キーはGメジャーでイントロが変わっています。
コード進行で原曲と違うのは[A]6小節目のGm7(b5)-C7。原曲ではGキーに移調するとEb7になっている箇所です。
ここのリハモはII-V化が肝です。Eb7をII-V化してBbm-Eb7。BbmのベースをGにしてBbm/G=Gm7(b5)。Gm7(b5)をIIとしてVのC7を追加してGm7(b5)-C7。
長くなってしまいましたが、簡単に言うと、平行調のII-Vは互いにリハモできるです。
Bbm7-Eb7はAbメジャーキーのII-V。Abメジャーの平行調はFマイナー。FマイナーのII-VはGm7(b5)-C7。なのでBbm7-Eb7とGm7(b5)-C7は互いにリハモすることができます。
Peggy Lee 1941年
イントロと間奏が追加され、後テーマはKey=Bbメジャーに転調しています。
コード進行で違うのは、細かいところだと[A]2小節目のBbm6。これはGm7(b5)のベース音がBbになっただけ。4小節目のDb9はFm7(b5)のベース音がDbになっただけです。
大きく違うのは[A]7小節目のCm7。原曲はBb7ですが、8小節目のコードBb7に進みやすくするためII-V化してCm7になっています。7小節目最初のB7はF7の裏コードです。
メロディーの邪魔をしなければ自由にリハモできる好例です。
Count Basie 1941年
1941年に録音されたカウント・ベイシーの名作。ボーカルは当時まだ無名だったLynne Shermanです。
イントロが変わっていますが、テーマのコード進行は原曲とほとんど同じです。
Billie Holiday 1944年
今でも多くのジャズ・ファンに感動を与えているビリー・ホリデーの代表作。
Key=DbメジャーでイントロはI-bIIIdim-II-V。テーマのコード進行は原曲と同じです。
Charlie Parker 1947年
1947年に録音されたビバップの名演
Key=FメジャーでイントロはI-VI-II-V。裏コードやII-Vのリハモが使われていますが、ほぼ原曲のコード進行と同じです。
後半のトランペットはマイルス・デイビス。
Tal Farlow 1954年6月
ギタリストで最初に録音したのがタル・ファーロウ。テーマ[A]はソロ・ギターで弾き、テンションコードやII-Vのアプローチを多用して、原曲の雰囲気を大胆に変化させています。
[B]からはベース、ギターが加わりインテンポに。このアレンジは後に続くギタリストに影響を与えています。
Barney Kessel 1955年
ソロギターで始まる[A]そしてBからベースが入るアレンジはまさにタル・ファーロウの影響ですが、コード進行をシンプルにしてバーニー・ケッセルの個性を発揮しています。

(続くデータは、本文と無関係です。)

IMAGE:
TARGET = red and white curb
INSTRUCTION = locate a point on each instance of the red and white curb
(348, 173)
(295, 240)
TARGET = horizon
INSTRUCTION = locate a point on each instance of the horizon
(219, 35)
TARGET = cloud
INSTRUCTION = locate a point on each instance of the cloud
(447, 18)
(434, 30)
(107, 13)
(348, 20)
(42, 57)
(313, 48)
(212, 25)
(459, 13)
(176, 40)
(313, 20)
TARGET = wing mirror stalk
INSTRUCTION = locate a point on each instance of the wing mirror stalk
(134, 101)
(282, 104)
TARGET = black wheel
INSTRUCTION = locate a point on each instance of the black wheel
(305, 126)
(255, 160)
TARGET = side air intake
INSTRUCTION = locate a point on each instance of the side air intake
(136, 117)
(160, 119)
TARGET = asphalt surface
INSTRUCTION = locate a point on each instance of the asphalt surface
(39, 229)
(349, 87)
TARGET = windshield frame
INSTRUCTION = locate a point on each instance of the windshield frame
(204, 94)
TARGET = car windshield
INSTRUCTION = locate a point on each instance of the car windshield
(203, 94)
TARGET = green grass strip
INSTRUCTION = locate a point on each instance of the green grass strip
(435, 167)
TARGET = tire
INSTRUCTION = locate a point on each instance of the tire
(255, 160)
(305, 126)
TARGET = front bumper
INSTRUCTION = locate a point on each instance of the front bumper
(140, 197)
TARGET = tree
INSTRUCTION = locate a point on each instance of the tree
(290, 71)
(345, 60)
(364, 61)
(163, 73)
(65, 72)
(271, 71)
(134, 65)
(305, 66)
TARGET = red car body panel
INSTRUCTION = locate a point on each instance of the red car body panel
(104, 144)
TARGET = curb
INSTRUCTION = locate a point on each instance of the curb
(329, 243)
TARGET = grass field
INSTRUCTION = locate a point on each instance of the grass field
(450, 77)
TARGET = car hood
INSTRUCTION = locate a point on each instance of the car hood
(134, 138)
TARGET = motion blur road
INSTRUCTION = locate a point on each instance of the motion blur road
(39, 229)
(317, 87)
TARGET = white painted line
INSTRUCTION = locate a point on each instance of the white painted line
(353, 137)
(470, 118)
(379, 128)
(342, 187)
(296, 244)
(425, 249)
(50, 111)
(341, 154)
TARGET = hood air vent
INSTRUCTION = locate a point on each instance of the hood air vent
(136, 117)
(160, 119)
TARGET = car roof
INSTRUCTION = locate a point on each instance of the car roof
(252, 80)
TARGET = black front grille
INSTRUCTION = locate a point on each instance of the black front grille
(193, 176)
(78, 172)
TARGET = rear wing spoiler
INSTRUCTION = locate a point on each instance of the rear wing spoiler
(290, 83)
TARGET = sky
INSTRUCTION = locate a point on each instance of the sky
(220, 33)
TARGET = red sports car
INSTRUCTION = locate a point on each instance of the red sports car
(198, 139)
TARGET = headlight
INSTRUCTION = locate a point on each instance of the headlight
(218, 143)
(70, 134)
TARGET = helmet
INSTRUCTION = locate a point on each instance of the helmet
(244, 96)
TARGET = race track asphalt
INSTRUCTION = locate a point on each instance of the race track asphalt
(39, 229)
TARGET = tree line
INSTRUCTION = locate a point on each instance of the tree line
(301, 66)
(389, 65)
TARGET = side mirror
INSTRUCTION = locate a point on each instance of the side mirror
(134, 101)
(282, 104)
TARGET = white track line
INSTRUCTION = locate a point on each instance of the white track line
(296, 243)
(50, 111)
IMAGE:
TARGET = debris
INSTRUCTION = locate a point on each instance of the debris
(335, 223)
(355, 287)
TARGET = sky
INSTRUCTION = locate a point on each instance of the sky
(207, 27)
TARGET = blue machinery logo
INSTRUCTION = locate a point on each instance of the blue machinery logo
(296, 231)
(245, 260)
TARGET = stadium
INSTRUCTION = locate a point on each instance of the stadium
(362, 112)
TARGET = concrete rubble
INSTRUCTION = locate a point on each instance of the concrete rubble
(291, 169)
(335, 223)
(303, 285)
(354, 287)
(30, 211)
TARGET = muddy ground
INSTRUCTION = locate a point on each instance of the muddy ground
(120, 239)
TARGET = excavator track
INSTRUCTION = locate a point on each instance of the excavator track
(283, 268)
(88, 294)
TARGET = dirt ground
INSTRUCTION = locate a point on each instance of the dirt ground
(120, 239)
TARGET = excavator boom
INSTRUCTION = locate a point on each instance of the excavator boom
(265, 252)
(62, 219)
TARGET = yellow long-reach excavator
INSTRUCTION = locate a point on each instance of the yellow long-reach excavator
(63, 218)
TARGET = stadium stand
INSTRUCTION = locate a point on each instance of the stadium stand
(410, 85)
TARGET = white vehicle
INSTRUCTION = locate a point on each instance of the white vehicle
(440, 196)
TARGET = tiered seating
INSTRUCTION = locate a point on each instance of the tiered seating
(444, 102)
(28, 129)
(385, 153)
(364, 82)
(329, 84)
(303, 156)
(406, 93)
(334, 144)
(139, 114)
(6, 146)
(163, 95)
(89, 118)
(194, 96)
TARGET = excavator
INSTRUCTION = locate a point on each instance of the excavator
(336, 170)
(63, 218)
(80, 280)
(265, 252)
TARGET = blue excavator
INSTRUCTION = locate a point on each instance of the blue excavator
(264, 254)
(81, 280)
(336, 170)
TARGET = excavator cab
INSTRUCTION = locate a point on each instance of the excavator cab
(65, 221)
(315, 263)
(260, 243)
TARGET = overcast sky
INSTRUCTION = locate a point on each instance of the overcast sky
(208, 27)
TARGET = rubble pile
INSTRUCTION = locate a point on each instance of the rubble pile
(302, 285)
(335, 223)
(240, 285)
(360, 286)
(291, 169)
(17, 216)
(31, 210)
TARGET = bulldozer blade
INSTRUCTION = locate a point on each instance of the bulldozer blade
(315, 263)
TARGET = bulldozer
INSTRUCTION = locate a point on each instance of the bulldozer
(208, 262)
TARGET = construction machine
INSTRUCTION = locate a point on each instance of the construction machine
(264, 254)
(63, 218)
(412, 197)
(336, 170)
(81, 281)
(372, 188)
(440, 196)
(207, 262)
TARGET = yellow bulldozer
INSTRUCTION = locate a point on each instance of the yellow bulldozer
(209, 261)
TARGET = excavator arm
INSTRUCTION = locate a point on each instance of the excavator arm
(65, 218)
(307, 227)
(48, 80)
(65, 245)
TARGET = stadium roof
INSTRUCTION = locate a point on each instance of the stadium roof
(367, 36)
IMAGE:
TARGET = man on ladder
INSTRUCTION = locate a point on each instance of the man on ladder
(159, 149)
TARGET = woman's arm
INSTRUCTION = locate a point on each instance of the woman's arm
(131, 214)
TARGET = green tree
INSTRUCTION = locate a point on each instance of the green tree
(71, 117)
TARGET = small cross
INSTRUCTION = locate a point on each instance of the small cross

コード進行で特徴的なのが[A]4小節目。Cm7-F7は原曲Fm7(b5)-Bb7の平行調を使ったリハモです。[B]2小節目も同様のリハモになっています。
Herb Ellis 1959年
タル・ファーロウのアレンジと同じく、ソロギターで始まる[A]、そして[B]からバンドが入りインテンポになります。
コード進行で大きく違うのが[A]2小節目。原曲はBm7(b5)-E7ですが、E7のみになっています。
もう1つは[B]の2、3小節目。原曲はAm7(b5)-D7-Gb7。II-Vを使わずAb7-G7で緊張感を出してC7に落ち着く大胆なリハモ。
これもメロディーの邪魔をしなければ自由にリハモできる好例です。